A wide area damping controller (WADC) is designed in this paper to mitigate the frequency deviation of interconnected power system. The effect of time delay during wide area measurement system (WAMS) and saturation of the actuator is also considered in this work while designing the WADC. The effect of communication delay along with the saturation of a actuator can make the interconnected power system unstable. This paper focuses on finding a stabilization criterion of the power system connected with a WADC. The WADC is designed taking the effect of time-varying delay in the WAMS and saturation of the actuator into consideration. The saturation of the actuator is modelled with the help of dead zone type non-linearity. In this paper, a Lyapunov–Krasovskii functional is used to design a state feedback control law based on linear matrix inequality (LMI) taking time-varying delay and the actuator saturation into consideration. A thyristor controlled series capacitor (TCSC) is used as an actuator. A supplementary damping controller (SDC) is used as the WADC in this paper to provide sufficient damping. Simulation study on four machine 11 bus power system and New England 39 bus power system is performed to understand the performance of the designed controller. The results are also verified in real-time using OPAL-RT.

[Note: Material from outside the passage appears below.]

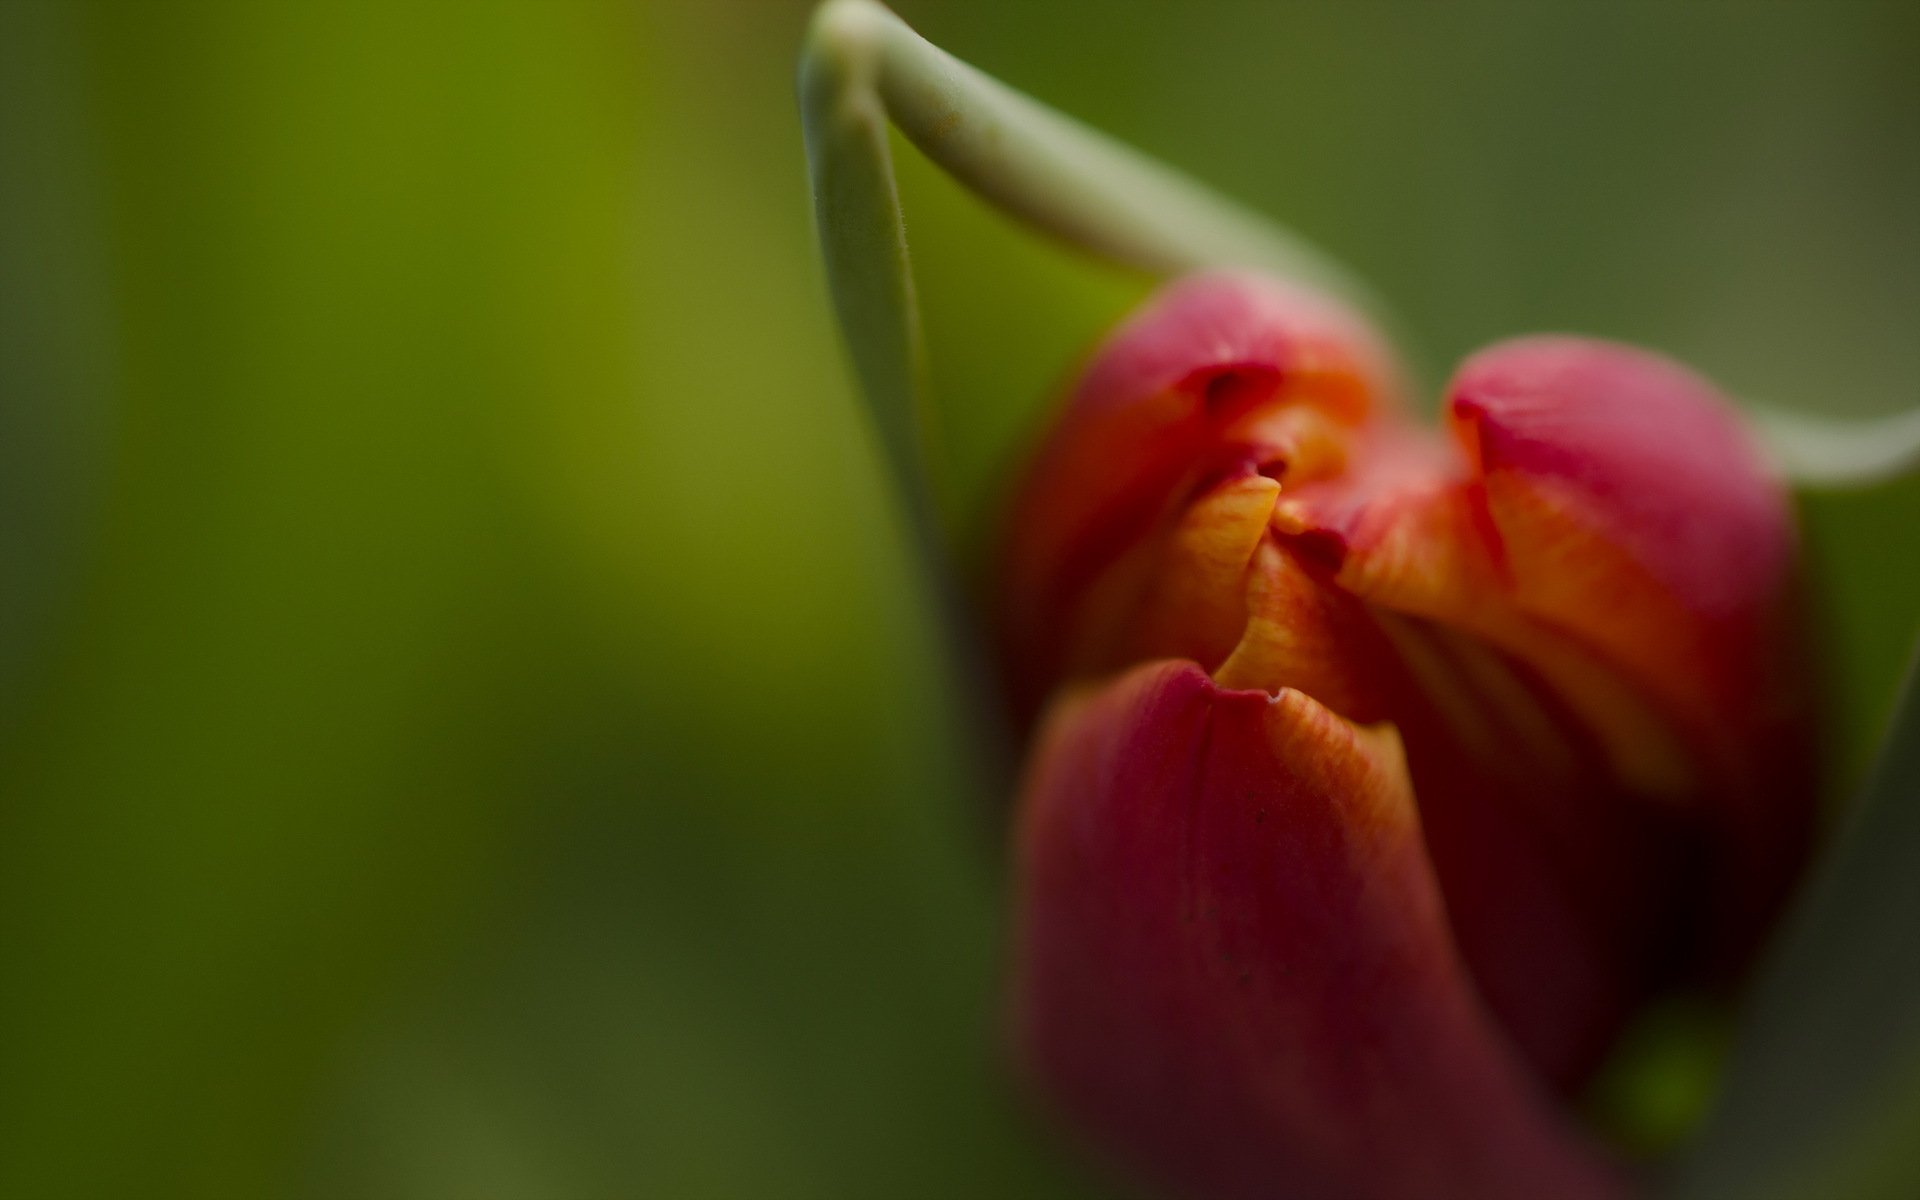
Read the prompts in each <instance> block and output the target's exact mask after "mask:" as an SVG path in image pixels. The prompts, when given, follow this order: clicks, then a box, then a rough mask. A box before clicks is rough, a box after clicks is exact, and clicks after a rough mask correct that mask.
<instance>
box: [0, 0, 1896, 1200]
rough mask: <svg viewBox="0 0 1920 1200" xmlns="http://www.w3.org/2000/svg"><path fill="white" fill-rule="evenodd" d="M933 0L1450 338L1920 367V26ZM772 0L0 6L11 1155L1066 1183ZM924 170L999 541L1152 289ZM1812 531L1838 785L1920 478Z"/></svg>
mask: <svg viewBox="0 0 1920 1200" xmlns="http://www.w3.org/2000/svg"><path fill="white" fill-rule="evenodd" d="M899 10H900V12H902V13H904V15H906V17H908V19H910V21H914V23H916V25H918V27H920V29H922V31H924V33H927V35H929V36H931V38H933V40H937V42H941V44H945V46H947V48H950V50H954V52H956V54H960V56H962V58H966V60H970V61H973V63H977V65H981V67H985V69H987V71H993V73H996V75H1000V77H1002V79H1006V81H1010V83H1014V84H1016V86H1021V88H1025V90H1029V92H1033V94H1037V96H1041V98H1043V100H1046V102H1050V104H1054V106H1058V108H1064V109H1068V111H1071V113H1075V115H1081V117H1087V119H1091V121H1092V123H1096V125H1100V127H1104V129H1108V131H1112V132H1116V134H1119V136H1123V138H1129V140H1133V142H1137V144H1140V146H1142V148H1146V150H1150V152H1156V154H1160V156H1164V157H1167V159H1171V161H1175V163H1179V165H1183V167H1188V169H1190V171H1194V173H1198V175H1200V177H1204V179H1208V180H1212V182H1215V184H1219V186H1221V188H1225V190H1227V192H1231V194H1236V196H1240V198H1244V200H1248V202H1252V204H1256V205H1260V207H1263V209H1267V211H1271V213H1275V215H1279V217H1281V219H1284V221H1288V223H1290V225H1292V227H1296V228H1300V230H1302V232H1306V234H1308V236H1311V238H1315V240H1319V242H1321V244H1323V246H1327V248H1331V250H1332V252H1336V253H1340V255H1342V257H1346V259H1348V261H1350V263H1354V265H1356V267H1357V269H1359V271H1361V273H1365V275H1367V276H1371V278H1373V280H1375V282H1377V284H1379V288H1380V290H1382V292H1384V294H1386V296H1390V298H1392V300H1394V301H1396V303H1398V307H1400V309H1402V311H1404V313H1405V317H1407V321H1409V326H1411V330H1413V336H1415V338H1417V340H1419V344H1417V346H1413V348H1409V353H1413V355H1415V357H1417V361H1419V363H1421V365H1423V367H1425V369H1427V371H1428V372H1432V374H1434V378H1438V376H1440V374H1442V372H1444V369H1446V365H1448V363H1452V361H1455V359H1457V357H1459V355H1461V353H1463V351H1467V349H1471V348H1475V346H1478V344H1484V342H1488V340H1492V338H1500V336H1505V334H1513V332H1526V330H1542V328H1569V330H1582V332H1596V334H1607V336H1617V338H1628V340H1636V342H1645V344H1651V346H1657V348H1663V349H1667V351H1672V353H1676V355H1680V357H1684V359H1688V361H1692V363H1695V365H1699V367H1701V369H1705V371H1707V372H1711V374H1715V376H1716V378H1718V380H1722V382H1724V384H1726V386H1728V388H1730V390H1734V392H1738V394H1741V396H1751V397H1757V399H1766V401H1772V403H1780V405H1797V407H1807V409H1816V411H1836V413H1884V411H1893V409H1897V407H1905V405H1912V403H1920V386H1916V380H1920V336H1916V328H1920V326H1916V313H1920V221H1916V217H1914V215H1916V213H1920V67H1916V63H1920V19H1916V13H1920V10H1916V8H1914V6H1912V4H1903V2H1887V4H1868V2H1818V0H1807V2H1805V4H1791V2H1766V4H1757V2H1755V4H1747V2H1736V0H1728V2H1722V4H1697V6H1674V4H1651V2H1645V4H1619V6H1597V4H1524V6H1515V4H1459V6H1455V4H1446V6H1442V4H1423V2H1405V4H1390V2H1386V0H1375V2H1365V4H1334V2H1327V4H1208V2H1198V4H1179V6H1175V4H1144V2H1142V4H1133V2H1114V4H1079V2H1068V0H1025V2H1021V4H1004V6H1000V4H977V2H975V4H966V2H960V0H900V4H899ZM804 17H806V6H804V4H801V2H787V0H708V2H695V0H680V2H676V0H637V2H636V0H622V2H605V4H603V2H593V4H576V2H563V0H553V2H536V0H516V2H495V0H484V2H474V4H453V2H451V0H447V2H432V0H428V2H403V4H392V2H378V4H374V2H361V0H336V2H321V0H286V2H263V0H230V2H217V4H215V2H192V4H163V2H159V0H152V2H146V0H121V2H111V0H104V2H98V4H58V2H46V0H0V1194H6V1196H54V1194H86V1196H134V1194H138V1196H167V1194H186V1196H436V1198H440V1196H444V1198H474V1196H501V1198H518V1196H745V1198H762V1196H764V1198H789V1196H791V1198H804V1196H822V1198H829V1196H831V1198H847V1196H989V1194H991V1196H1083V1194H1096V1192H1098V1188H1100V1185H1098V1181H1092V1179H1091V1177H1089V1175H1087V1173H1085V1171H1081V1169H1079V1167H1077V1165H1075V1164H1073V1162H1069V1158H1068V1156H1066V1154H1062V1152H1060V1150H1058V1146H1056V1144H1054V1140H1052V1139H1050V1137H1048V1133H1046V1131H1044V1125H1043V1123H1041V1121H1039V1119H1035V1116H1033V1114H1031V1112H1029V1110H1027V1108H1025V1106H1023V1104H1021V1100H1020V1098H1018V1089H1014V1087H1012V1085H1010V1083H1008V1071H1006V1069H1004V1062H1002V1060H1000V1052H998V1043H996V1035H995V1008H996V947H998V937H1000V927H1002V916H1004V912H1002V902H1000V887H1002V874H1000V868H998V833H996V826H995V808H993V797H989V795H985V789H983V785H981V783H979V780H981V778H983V776H981V772H977V770H973V768H970V760H968V751H966V747H964V745H962V743H958V741H956V739H954V735H952V728H954V726H952V716H954V712H952V703H950V701H948V697H947V695H945V687H943V685H941V674H939V655H937V647H939V641H937V637H935V634H933V632H931V630H929V628H927V622H925V616H924V603H922V601H924V595H922V591H920V584H918V580H916V576H914V570H912V564H910V557H908V555H906V553H904V547H902V532H900V528H899V524H897V520H895V515H893V509H891V507H889V493H887V486H885V480H883V478H881V474H879V468H877V463H876V457H874V447H872V445H870V442H868V434H866V428H864V426H862V420H860V413H858V407H856V403H854V396H852V392H851V386H849V378H847V371H845V367H843V359H841V351H839V344H837V340H835V330H833V326H831V323H829V315H828V307H826V294H824V284H822V278H820V267H818V263H816V253H814V248H812V238H810V211H808V196H806V182H804V165H803V157H801V136H799V125H797V115H795V104H793V98H791V71H793V58H795V50H797V44H799V35H801V29H803V23H804ZM900 171H902V177H904V188H906V207H908V228H910V238H912V248H914V253H916V255H918V269H920V278H922V284H924V294H925V305H927V319H929V334H931V348H933V359H935V372H937V384H939V392H941V397H943V403H945V409H947V420H948V451H950V455H952V461H954V472H956V478H958V480H960V484H962V492H964V493H966V495H970V497H972V503H973V511H975V513H983V511H987V507H985V505H989V497H991V493H993V484H995V480H996V478H998V476H1000V472H1002V470H1004V465H1006V459H1008V455H1010V453H1014V449H1016V447H1018V445H1020V442H1021V438H1023V434H1025V430H1027V428H1029V426H1031V422H1033V419H1035V415H1037V411H1039V405H1041V401H1043V397H1044V396H1046V394H1048V392H1050V390H1052V388H1054V384H1058V380H1060V378H1064V374H1066V372H1068V371H1069V369H1071V363H1073V361H1075V355H1077V353H1079V351H1081V349H1083V348H1085V344H1087V342H1089V338H1092V336H1094V334H1096V332H1098V330H1100V328H1102V326H1104V324H1106V323H1108V321H1112V319H1114V317H1116V315H1117V313H1121V311H1123V309H1125V307H1127V305H1129V303H1131V301H1133V300H1137V298H1139V296H1140V294H1142V290H1140V282H1139V280H1133V278H1127V276H1121V275H1116V273H1110V271H1106V269H1100V267H1094V265H1089V263H1083V261H1077V259H1073V257H1069V255H1064V253H1060V252H1056V250H1052V248H1048V246H1043V244H1039V242H1035V240H1031V238H1027V236H1025V234H1021V232H1018V230H1014V228H1012V227H1008V225H1006V223H1004V221H1000V219H998V217H993V215H989V213H985V211H983V209H981V207H979V205H977V204H975V202H972V200H970V198H966V196H964V194H960V192H958V190H956V188H954V186H952V184H948V182H945V180H943V179H939V177H937V175H935V173H933V171H931V169H927V167H925V165H924V163H922V161H918V159H916V157H914V156H912V152H906V154H904V156H902V161H900ZM1809 522H1811V541H1812V551H1814V557H1816V564H1818V588H1820V597H1822V607H1824V612H1826V614H1828V630H1830V651H1828V657H1826V660H1828V662H1830V674H1832V682H1834V691H1836V697H1837V699H1836V718H1834V728H1836V732H1837V745H1839V747H1841V749H1839V755H1837V756H1836V762H1837V764H1839V766H1837V768H1836V776H1837V778H1839V780H1845V778H1847V774H1849V772H1855V770H1857V768H1859V764H1860V760H1862V756H1864V753H1866V747H1868V743H1870V737H1872V730H1874V728H1876V724H1878V720H1880V716H1882V714H1884V708H1885V703H1887V699H1889V695H1891V687H1893V682H1895V676H1897V674H1899V666H1901V660H1903V655H1905V647H1907V643H1908V639H1910V637H1912V632H1914V614H1916V612H1920V534H1916V530H1920V490H1916V488H1914V486H1903V488H1884V490H1874V492H1866V493H1857V495H1845V497H1816V499H1812V501H1811V505H1809ZM975 526H977V522H975ZM975 534H977V528H975V530H970V532H964V536H975Z"/></svg>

本文设计了一种广域阻尼控制器（WADC），以减轻互连电力系统的频率偏差。在设计WADC时，这项工作还考虑了广域测量系统（WAMS）中的时间延迟和执行器饱和的影响。通信延迟的影响以及执行器的饱和会导致互连的电源系统不稳定。本文着重于找到与WADC连接的电力系统的稳定标准。WADC的设计考虑了WAMS中随时间变化的延迟和执行器饱和的影响。执行器的饱和度借助盲区类型非线性建模。在本文中，使用Lyapunov–Krasovskii函数设计基于线性矩阵不等式（LMI）的状态反馈控制律，其中考虑了时变延迟和执行器饱和。晶闸管控制的串联电容器（TCSC）用作致动器。本文使用辅助阻尼控制器（SDC）作为WADC，以提供足够的阻尼。对四机11母线电源系统和新英格兰39母线电源系统进行了仿真研究，以了解所设计控制器的性能。还使用OPAL-RT实时验证了结果。对四机11母线电源系统和新英格兰39母线电源系统进行了仿真研究，以了解所设计控制器的性能。还使用OPAL-RT实时验证了结果。对四机11母线电源系统和新英格兰39母线电源系统进行了仿真研究，以了解所设计控制器的性能。还使用OPAL-RT实时验证了结果。